她一摸身边,心猛地慌了起来。阿宝不见了!
她挣扎起身,明眸睁得大大的,可是巷子里头哪还见阿宝的踪影?!
她心慌得一把抓住围着看热闹的行人,声音颤抖:“有没有看见我的阿宝!就是三岁的小男孩,这么高……”她比划着,眼中神色已几欲癫狂。
“放开!你这个疯女人!什么阿猫阿狗的!”行人们见她疯疯癫癫,纷纷躲避。
周惜若眼神已狂乱,她再蠢也知道阿宝出事了!想着她好不容易强自镇定下来,辨认了方位向昨夜的医馆方向奔了过去。到了昨夜的那家医馆,却见医馆的门紧闭,周惜若心中涌起一股巨大的绝望。可这时顾不了这么多了,她拼命敲门可是半天都没人开门。
“阿宝,你们还我的阿宝!”周惜若身上雪白的孝服已脏污不堪,整整齐齐的发髻也早就散乱。她扑上前拼命砸着医馆的门,哭道:“你们还我的阿宝!还我的阿宝!”
周惜若已哭得浑身发抖,过往的行人有的不忍心,上前劝道:“许是孩子跑哪去玩了,要不就是……唉……这京城丢了孩子不好找呢。那么大的地方,再找找吧。”
周惜若浑身犹如坠入冰窟一般。阿宝,她唯一的孩子,她不能让他有事!她想着忍着身上的痛与心底的绝望,踉踉跄跄向着长街的尽头跑去。
郡主府门前一派热热闹闹。郡主与郡主驸马出府阵仗气派。雕饰精美漆了金粉的马车是敏仪郡主与郡主驸马同乘的车子。
邵云和从大门中出来,他今日穿着一件暗红纹玄青锦衣长袍,外披一条玄狐披风。他容色冷峻俊美,玄狐披风为他多添了几分雍容华贵,越发衬得他眉眼如墨画明晰。他身边是美艳的南宫菁。她一身桃红短襦长裙,外披银面绣梨花雪貂披风,珠翠满头,妆容精致。
南宫菁看了一眼身边的邵云和,眼中不由流露情不自禁的倾慕与得意。放眼京城,谁人不知邵云和才情满腹,还长得一表人才,特别是他一身气质,冷峻清贵令人见之心折。

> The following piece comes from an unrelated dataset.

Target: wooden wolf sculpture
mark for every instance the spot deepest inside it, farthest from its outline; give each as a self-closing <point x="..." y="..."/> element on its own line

邵云和一回头见南宫菁看着自己,微微一笑,温柔地扶了她的手:“郡主,仔细路滑。”
南宫菁含笑横了一眼,由着他扶下了府门前的台阶。
“云和!——”一声凄厉的女声从一旁传来。邵云和深眸一眯,不由看向声音来处,只见周惜若奋力分开郡主府家丁的阻挡,踉跄扑到他跟前,清丽的面上泪痕纵横,她眼中满满都是绝望:“云和,阿宝不见了!云和,我求求你,你去找找阿宝!他才三岁!云和,他是你的骨肉啊!你不能不管啊!”
邵云和看着她神色癫狂,忍不住退后一步,失声问道:“你……你说什么?!”
一旁的南宫菁被吓了一跳,回过神来,一步上前狠狠一巴掌扇向周惜若,对周围的丫鬟奴仆尖声叫道:“都傻站着干什么?没见到这个疯妇跑来吗?把她赶走!快点!”

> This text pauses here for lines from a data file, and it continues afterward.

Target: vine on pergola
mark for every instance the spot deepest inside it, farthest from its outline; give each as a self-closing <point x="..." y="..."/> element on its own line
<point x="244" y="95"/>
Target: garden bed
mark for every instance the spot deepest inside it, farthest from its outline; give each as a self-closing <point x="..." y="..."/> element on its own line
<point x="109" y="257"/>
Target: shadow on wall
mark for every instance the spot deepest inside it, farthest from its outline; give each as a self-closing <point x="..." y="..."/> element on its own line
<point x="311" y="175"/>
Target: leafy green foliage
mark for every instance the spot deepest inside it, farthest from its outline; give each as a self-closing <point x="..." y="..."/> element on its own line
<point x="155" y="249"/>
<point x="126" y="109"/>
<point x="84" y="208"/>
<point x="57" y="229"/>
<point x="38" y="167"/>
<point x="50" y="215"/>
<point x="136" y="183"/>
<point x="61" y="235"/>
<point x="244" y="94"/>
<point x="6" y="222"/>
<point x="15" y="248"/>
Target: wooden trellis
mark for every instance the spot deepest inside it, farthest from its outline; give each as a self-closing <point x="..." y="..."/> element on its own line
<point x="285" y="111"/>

周惜若被南宫菁扇得跌倒在地,唇边丝丝血迹流出,但是她仿佛察觉不到疼痛,只定定揪住邵云和的长袍下摆,眼中皆是祈求:“云和,我可以带着孩子离开京城,但是帮我找找阿宝。他不见了!他真的不见了!”
“云和,你看在你我夫妻一场,你就看在死去爹娘的份上,你帮我找阿宝。只要把阿宝还给我。我立刻滚得远远的,我不会再打扰你!”

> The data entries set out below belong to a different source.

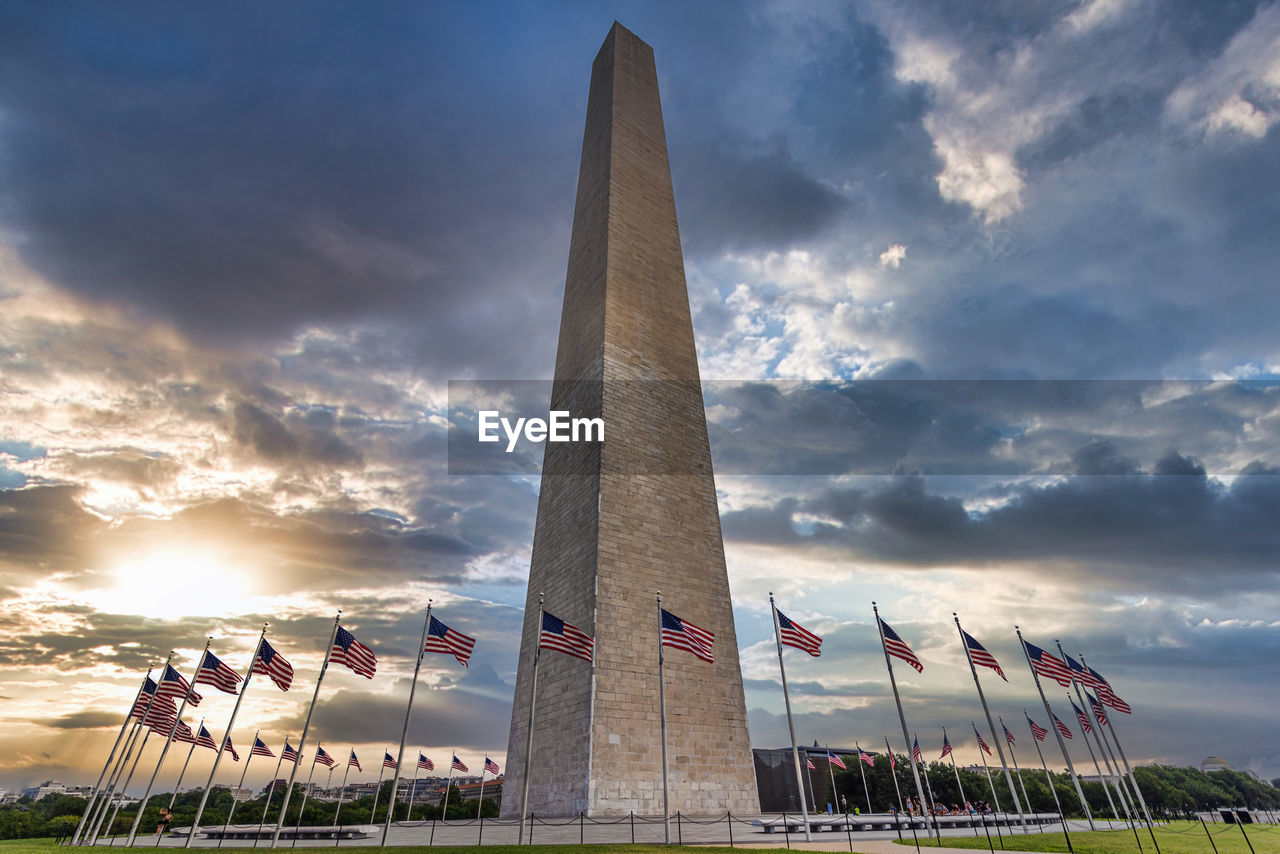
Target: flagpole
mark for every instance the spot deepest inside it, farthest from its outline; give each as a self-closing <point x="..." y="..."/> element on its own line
<point x="1052" y="722"/>
<point x="195" y="738"/>
<point x="662" y="713"/>
<point x="529" y="735"/>
<point x="951" y="753"/>
<point x="995" y="800"/>
<point x="240" y="788"/>
<point x="104" y="802"/>
<point x="378" y="791"/>
<point x="1109" y="758"/>
<point x="408" y="711"/>
<point x="306" y="790"/>
<point x="164" y="752"/>
<point x="813" y="790"/>
<point x="272" y="791"/>
<point x="831" y="770"/>
<point x="306" y="725"/>
<point x="408" y="795"/>
<point x="991" y="725"/>
<point x="1132" y="779"/>
<point x="928" y="786"/>
<point x="115" y="747"/>
<point x="240" y="697"/>
<point x="114" y="790"/>
<point x="786" y="697"/>
<point x="341" y="794"/>
<point x="901" y="717"/>
<point x="1018" y="772"/>
<point x="124" y="761"/>
<point x="1088" y="747"/>
<point x="448" y="781"/>
<point x="892" y="772"/>
<point x="1048" y="777"/>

她苦苦哀求,什么尊严什么情分都不要了,她只要阿宝回到她的身边!
所有的人都看着那长身玉立的男子如何说。一旁的南宫菁捏紧了藏在袖中的手帕,杏眼中皆是阴沉。她看了一旁的嬷嬷,嬷嬷朝她点了点头。
南宫菁曼声道:“驸马,上香的时辰要晚了。有什么天大的事回来再说吧。”她看着跪在地上的周惜若,眼中皆是厌憎:“昨儿才拿了银子灰溜溜地走了,怎么今日又来丢了孩子的戏码了?本郡主劝你省省吧。要多少银子直说吧,别欺负驸马心软!”
周惜若不看她,只死死盯着眼前高高在上的邵云和。他不一样了,当年寒窗苦读的少年如今竟这么有气势,一身洗了又洗泛白的儒士服如今也换成了锦衣狐裘。他里里外外再也看不出从前寒门学子的半分寒酸模样。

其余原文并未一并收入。